Im folgenden Jahr aber kam der Horror: ein fliegend Gewürmb, zwei Finger Glied lang“ ergriff die Schreckensherrschaft über Birnbaum und terrorisierte einen Sommer lang Mensch und Tier. Über dreissig Tote waren zu beklagen – allesamt Opfer dieser sonderbaren fliegenden Würmer, die etwa so beschrieben wurden:

„Ihre Gestalt ist gewesen ein Schwartz Rauhes Gesichte, mit zweinen Hörnern, auff dem Rücken gantz gelbstreifficht, vier gelbe Flügel, zwei große und zwo kleine, 9 Beinbe 6 gelb streifigte und 3 Schwartze, mitten unten dem Bauche einen langen Spitzigen Stachel, und eine scheide, worin er (der Wurm, das Insekt) den Stachell geleget, wan er geflogen; die Dicke des Stachels war wie eine Schweines-Crust; und Welche Menschen oder Welches Vieh, eß mocht sein Ochse, oder Pferdt, damitt stach, mußte in 24 Stunden des Todes sein, so ferne Ihme nicht balde gerathen wardt, durch außschneidung der Gifft; Undt sindt auff die 30 Persohnen von diesen Würmern Umbs leben gebracht worden, ohne daß Rindt- und Pferde-Vieh.“

Hm, das ist sonderbar. Abgesehen davon, daß man sich bei den Beinen verzählt haben mag: Auf keine Art von Wespen, Hornissen, Bremsen o. ä. paßt die Beschreibung auch nur annähernd. Was waren das für Tiere? Wo kamen sie her? Volle fünf Monate jedenfalls terrorisierten diese Aliens Birnbaum und die umliegenden Dörfer:

Ihre (der „Würmer“, Kraska) Regierung  War 5 Monath lang, als vom Mart (März) biß auff den letzten July, darnach haben sie sich verlohren, unndt nicht mehr gesehen Worden.
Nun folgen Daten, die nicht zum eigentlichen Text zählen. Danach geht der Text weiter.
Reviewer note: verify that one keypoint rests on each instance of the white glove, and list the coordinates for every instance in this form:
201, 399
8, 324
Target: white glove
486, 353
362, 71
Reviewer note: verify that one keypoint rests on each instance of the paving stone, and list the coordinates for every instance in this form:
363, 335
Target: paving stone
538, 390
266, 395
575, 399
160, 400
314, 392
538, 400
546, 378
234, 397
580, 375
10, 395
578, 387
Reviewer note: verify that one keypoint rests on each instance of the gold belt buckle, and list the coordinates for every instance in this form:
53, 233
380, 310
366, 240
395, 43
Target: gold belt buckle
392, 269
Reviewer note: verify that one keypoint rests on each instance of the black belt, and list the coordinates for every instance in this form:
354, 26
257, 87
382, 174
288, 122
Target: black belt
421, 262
Unter andern ist auch einer von unsern Mitbürgern, Nahmens Meister Gottfried Wulffsberger, ein Riemer, … ins Angesicht gestochen worden, Welcher aber durch alßo balde außschneidung der Gifft beim Leben ist erhalten Worden, Wie solches genungsam an Ihme zu ersehen gewesen.“

Wer mir Hinweise auf die Identität des neun-beinigen, vier-flügligen, giftig stechenden „Gewürmbs“ geben kann – ich wäre für jeden entomologischen Fingerzeig dankbar! – Die Birnbaumer konnten nach Abzug des „Gewürmbs“ erstmal kurz verschnaufen. 1680 passierte nur ein vergleichsweise kleines Unglück in Form eines alkoholbedingten „Todesfalles“:

Im folgenden Jahre 1680, (den 16ten August) fiel der hiesige Bürger und Tuchmachermeister Martin Söhn vom Rathhause herunter, indem er in trunkenem Zustande sich auf die Lehne des Umganges gesetzt, darauf eingeschlafen, und so liederlicher Weise herunter gestürzet. Er starb am 3ten Tage.“

Leben und Sterben in Birnbaum! So schnell kann es gehen. Das zu den Gefahren des Alkohomißbrauchs. Schon Ende 1680 kam es aber schon wieder dicke für die geplagten Birnbaumer. Als sie gegen Ende des Weihnachtsfestes den Blick zum Himmel wandten, stand ihnen sperrangelweit das Maul offen vor Schreck und Kümmerniß:

„Am letzten heiligen Weihnachtstage desselben Jahres 1680, Abends zwischen 8 und 9 Uhr, zeigte sich ein überaus großer Comet“. Aus Thorn berichtete man, daß „die Lange des Straußes der Blume, also des Schweifes so er hinter sich stehende gehabt, in sich begriffen 810 Meilen, die Breite aber 30 Meilen.“ Die Chronik vermerkt düster: „Seine Bedeutung soll sein Krieg und Pestilenz. Der Höchste Woll solches in Gnaden von Unß abwenden.“

Aber der Höchste dachte gar nicht daran, ausgerechnet von den Birnbaumern „Krieg und Pestilenz“ abzuwenden. Ganz im Gegenteil, aber das ist schon wieder eine andere Geschichte…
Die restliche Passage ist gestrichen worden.